La littérature scientifique montre que l'exposition à la pollution de l'air et l'apparition de problèmes respiratoires sont étroitement liées. Lors de l'inhalation, un acte nécessaire à la vie, de l'air pénètre dans les poumons par les voies respiratoires hautes et basses pour rejoindre les poumons grâce à un mouvement d'expansion de la cage thoracique qui augmente en volume. Le corps humain a besoin d'environ 4,7 litres d'air par minute pendant la phase de sommeil, de 5 à 10 l/min pendant une activité normale et jusqu'à 60 l/min lors d'un effort physique. Normalement, l'air sec au sol est composé d'environ 78,09 % d'azote (N2), de 20,90 % d'oxygène (O2), de 0,93 % d'argon (Ar) et de 0,04 % de dioxyde de carbone (CO2), plus d'autres composants en petites quantités.

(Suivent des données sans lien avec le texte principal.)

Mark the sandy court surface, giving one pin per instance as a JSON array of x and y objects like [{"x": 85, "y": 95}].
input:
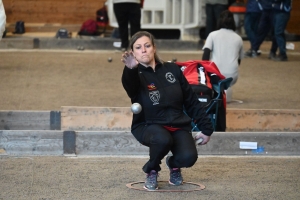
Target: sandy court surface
[
  {"x": 244, "y": 178},
  {"x": 47, "y": 80}
]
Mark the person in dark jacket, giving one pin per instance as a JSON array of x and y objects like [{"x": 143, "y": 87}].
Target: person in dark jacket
[
  {"x": 281, "y": 16},
  {"x": 252, "y": 17},
  {"x": 163, "y": 92}
]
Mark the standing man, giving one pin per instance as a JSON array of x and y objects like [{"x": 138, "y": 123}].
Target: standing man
[
  {"x": 281, "y": 16},
  {"x": 213, "y": 9},
  {"x": 264, "y": 26},
  {"x": 252, "y": 16},
  {"x": 2, "y": 19},
  {"x": 127, "y": 12}
]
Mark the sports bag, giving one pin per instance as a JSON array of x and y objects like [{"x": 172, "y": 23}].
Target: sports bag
[
  {"x": 19, "y": 27},
  {"x": 201, "y": 75}
]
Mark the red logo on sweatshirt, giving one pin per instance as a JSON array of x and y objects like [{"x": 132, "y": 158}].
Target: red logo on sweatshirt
[{"x": 151, "y": 87}]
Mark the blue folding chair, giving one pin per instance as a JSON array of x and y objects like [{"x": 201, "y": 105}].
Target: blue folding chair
[{"x": 213, "y": 107}]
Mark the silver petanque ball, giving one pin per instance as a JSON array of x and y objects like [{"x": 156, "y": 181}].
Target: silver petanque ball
[{"x": 136, "y": 108}]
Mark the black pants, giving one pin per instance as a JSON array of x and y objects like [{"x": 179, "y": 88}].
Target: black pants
[
  {"x": 127, "y": 13},
  {"x": 160, "y": 141}
]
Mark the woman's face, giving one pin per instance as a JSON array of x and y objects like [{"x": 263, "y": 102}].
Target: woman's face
[{"x": 143, "y": 50}]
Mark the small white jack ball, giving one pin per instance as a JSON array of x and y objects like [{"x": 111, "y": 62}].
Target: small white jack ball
[
  {"x": 136, "y": 108},
  {"x": 199, "y": 140}
]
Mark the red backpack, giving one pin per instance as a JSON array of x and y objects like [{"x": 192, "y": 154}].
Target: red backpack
[
  {"x": 201, "y": 75},
  {"x": 89, "y": 28}
]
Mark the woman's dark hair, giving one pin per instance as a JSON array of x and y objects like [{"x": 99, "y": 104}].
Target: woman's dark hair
[
  {"x": 140, "y": 34},
  {"x": 226, "y": 20}
]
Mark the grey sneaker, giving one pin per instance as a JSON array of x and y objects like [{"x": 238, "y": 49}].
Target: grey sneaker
[
  {"x": 175, "y": 174},
  {"x": 151, "y": 181},
  {"x": 272, "y": 55}
]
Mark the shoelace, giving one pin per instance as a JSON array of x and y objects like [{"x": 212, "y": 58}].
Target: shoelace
[
  {"x": 151, "y": 177},
  {"x": 175, "y": 174}
]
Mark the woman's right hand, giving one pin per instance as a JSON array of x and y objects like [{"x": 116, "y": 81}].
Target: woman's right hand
[{"x": 129, "y": 60}]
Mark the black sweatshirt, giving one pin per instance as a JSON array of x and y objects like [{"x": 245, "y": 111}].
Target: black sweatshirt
[{"x": 163, "y": 94}]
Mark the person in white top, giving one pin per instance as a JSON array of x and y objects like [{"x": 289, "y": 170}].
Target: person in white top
[
  {"x": 127, "y": 12},
  {"x": 2, "y": 19},
  {"x": 225, "y": 48}
]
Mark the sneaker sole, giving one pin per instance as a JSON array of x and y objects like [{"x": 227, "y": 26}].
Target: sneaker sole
[
  {"x": 174, "y": 184},
  {"x": 150, "y": 189}
]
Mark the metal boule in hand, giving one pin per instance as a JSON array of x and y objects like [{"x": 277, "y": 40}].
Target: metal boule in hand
[{"x": 136, "y": 108}]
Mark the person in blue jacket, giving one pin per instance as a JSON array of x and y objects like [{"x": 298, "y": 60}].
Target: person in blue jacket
[
  {"x": 2, "y": 19},
  {"x": 281, "y": 16},
  {"x": 252, "y": 17}
]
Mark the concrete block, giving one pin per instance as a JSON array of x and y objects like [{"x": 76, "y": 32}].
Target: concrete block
[
  {"x": 16, "y": 43},
  {"x": 25, "y": 120},
  {"x": 95, "y": 118},
  {"x": 31, "y": 142},
  {"x": 108, "y": 143}
]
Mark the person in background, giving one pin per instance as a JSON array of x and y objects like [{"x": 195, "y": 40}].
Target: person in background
[
  {"x": 127, "y": 12},
  {"x": 2, "y": 19},
  {"x": 281, "y": 16},
  {"x": 264, "y": 26},
  {"x": 213, "y": 9},
  {"x": 163, "y": 92},
  {"x": 252, "y": 17},
  {"x": 225, "y": 48}
]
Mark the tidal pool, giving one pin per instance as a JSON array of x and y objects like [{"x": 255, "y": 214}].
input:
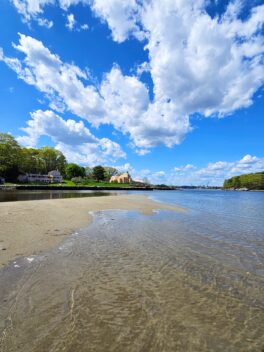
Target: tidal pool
[{"x": 189, "y": 281}]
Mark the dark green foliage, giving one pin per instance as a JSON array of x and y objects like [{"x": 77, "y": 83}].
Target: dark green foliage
[
  {"x": 250, "y": 181},
  {"x": 15, "y": 159},
  {"x": 98, "y": 173},
  {"x": 73, "y": 170}
]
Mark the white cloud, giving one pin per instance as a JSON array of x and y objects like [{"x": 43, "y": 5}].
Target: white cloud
[
  {"x": 84, "y": 27},
  {"x": 71, "y": 137},
  {"x": 211, "y": 66},
  {"x": 121, "y": 17},
  {"x": 43, "y": 22},
  {"x": 70, "y": 21},
  {"x": 120, "y": 100}
]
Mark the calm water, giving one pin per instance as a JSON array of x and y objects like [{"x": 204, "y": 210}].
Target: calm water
[
  {"x": 12, "y": 196},
  {"x": 189, "y": 281}
]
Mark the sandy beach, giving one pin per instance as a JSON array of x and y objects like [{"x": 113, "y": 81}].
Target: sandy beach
[{"x": 33, "y": 226}]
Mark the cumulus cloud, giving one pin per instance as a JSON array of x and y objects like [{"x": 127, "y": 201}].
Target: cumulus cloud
[
  {"x": 214, "y": 173},
  {"x": 120, "y": 100},
  {"x": 207, "y": 65},
  {"x": 71, "y": 137},
  {"x": 70, "y": 21}
]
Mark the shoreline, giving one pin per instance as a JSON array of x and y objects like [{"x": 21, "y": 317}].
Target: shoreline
[{"x": 31, "y": 227}]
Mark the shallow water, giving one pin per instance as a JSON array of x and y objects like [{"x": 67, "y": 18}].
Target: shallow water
[{"x": 189, "y": 281}]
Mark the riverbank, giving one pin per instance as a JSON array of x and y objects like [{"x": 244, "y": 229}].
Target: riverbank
[{"x": 31, "y": 227}]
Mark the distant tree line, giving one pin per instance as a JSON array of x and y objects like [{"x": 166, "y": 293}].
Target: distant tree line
[
  {"x": 250, "y": 181},
  {"x": 16, "y": 160}
]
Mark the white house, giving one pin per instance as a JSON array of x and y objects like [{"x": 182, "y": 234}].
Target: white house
[
  {"x": 124, "y": 178},
  {"x": 53, "y": 176}
]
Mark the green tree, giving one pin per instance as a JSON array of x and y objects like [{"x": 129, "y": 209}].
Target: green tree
[
  {"x": 89, "y": 172},
  {"x": 99, "y": 173},
  {"x": 73, "y": 170},
  {"x": 10, "y": 157},
  {"x": 32, "y": 163},
  {"x": 109, "y": 172}
]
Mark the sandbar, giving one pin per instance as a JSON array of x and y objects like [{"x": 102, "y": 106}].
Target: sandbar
[{"x": 30, "y": 227}]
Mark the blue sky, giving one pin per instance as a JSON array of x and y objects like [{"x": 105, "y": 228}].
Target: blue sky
[{"x": 170, "y": 90}]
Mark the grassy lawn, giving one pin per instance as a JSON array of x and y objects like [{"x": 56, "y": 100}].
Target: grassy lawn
[{"x": 70, "y": 183}]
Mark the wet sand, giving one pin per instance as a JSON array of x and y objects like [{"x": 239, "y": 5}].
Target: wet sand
[{"x": 35, "y": 226}]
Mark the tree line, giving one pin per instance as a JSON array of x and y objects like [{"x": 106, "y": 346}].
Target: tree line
[
  {"x": 254, "y": 181},
  {"x": 16, "y": 160}
]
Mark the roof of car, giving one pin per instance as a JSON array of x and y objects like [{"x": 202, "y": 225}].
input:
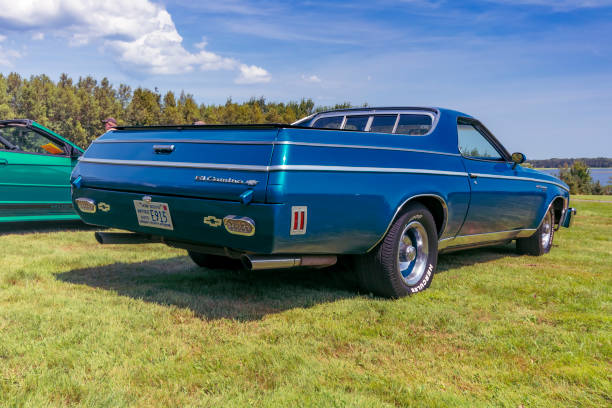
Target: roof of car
[{"x": 432, "y": 109}]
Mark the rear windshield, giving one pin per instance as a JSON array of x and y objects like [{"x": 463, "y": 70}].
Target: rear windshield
[
  {"x": 332, "y": 122},
  {"x": 412, "y": 124}
]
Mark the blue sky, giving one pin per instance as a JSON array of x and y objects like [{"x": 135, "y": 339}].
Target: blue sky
[{"x": 538, "y": 73}]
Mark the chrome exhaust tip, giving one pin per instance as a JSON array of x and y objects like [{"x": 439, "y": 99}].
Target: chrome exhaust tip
[
  {"x": 107, "y": 238},
  {"x": 261, "y": 262}
]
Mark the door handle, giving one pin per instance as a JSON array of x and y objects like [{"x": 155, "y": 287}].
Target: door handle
[{"x": 163, "y": 149}]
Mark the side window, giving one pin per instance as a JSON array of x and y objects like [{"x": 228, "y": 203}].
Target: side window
[
  {"x": 383, "y": 123},
  {"x": 414, "y": 125},
  {"x": 356, "y": 122},
  {"x": 27, "y": 140},
  {"x": 473, "y": 144},
  {"x": 330, "y": 122}
]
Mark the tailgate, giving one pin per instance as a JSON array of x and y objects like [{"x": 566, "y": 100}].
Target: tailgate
[{"x": 206, "y": 162}]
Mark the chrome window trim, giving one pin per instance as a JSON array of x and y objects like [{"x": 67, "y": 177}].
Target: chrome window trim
[
  {"x": 520, "y": 178},
  {"x": 333, "y": 145},
  {"x": 444, "y": 222},
  {"x": 565, "y": 205},
  {"x": 372, "y": 112},
  {"x": 395, "y": 125},
  {"x": 343, "y": 124},
  {"x": 486, "y": 138}
]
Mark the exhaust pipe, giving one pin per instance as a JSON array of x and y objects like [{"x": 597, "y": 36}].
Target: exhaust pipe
[
  {"x": 124, "y": 238},
  {"x": 261, "y": 262}
]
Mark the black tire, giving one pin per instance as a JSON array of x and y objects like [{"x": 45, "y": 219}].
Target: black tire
[
  {"x": 379, "y": 272},
  {"x": 214, "y": 261},
  {"x": 541, "y": 241}
]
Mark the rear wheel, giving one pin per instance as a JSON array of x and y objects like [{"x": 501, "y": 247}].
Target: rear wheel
[
  {"x": 405, "y": 260},
  {"x": 539, "y": 243},
  {"x": 214, "y": 261}
]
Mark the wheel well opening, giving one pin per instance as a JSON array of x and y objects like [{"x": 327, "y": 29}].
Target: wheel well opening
[
  {"x": 435, "y": 207},
  {"x": 558, "y": 205}
]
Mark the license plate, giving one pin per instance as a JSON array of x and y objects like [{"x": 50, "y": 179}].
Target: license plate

Polluants atmosphériques inhalés et sources d'émission
En cas de pollution, l'air inspiré se trouve à contenir aussi d'éléments ne faisant pas partie de la composition initiale, à savoir des gaz et des particules (particulate matter [PM]), terme qui désigne l'ensemble des particules solides et liquides de taille et de composition variables en suspension dans l'atmosphère sous forme d'aérosols. La répartition et le type de polluants varient entre l'atmosphère « extérieure », celle de la ville, des zones rurales…, et l'atmosphère « intérieure », celle des habitations, bureaux, lieux de travail…, où l'être humain passe presque toute la journée (80 à 90 % de son temps), respirant environ 22 000 fois toutes les 24 heures....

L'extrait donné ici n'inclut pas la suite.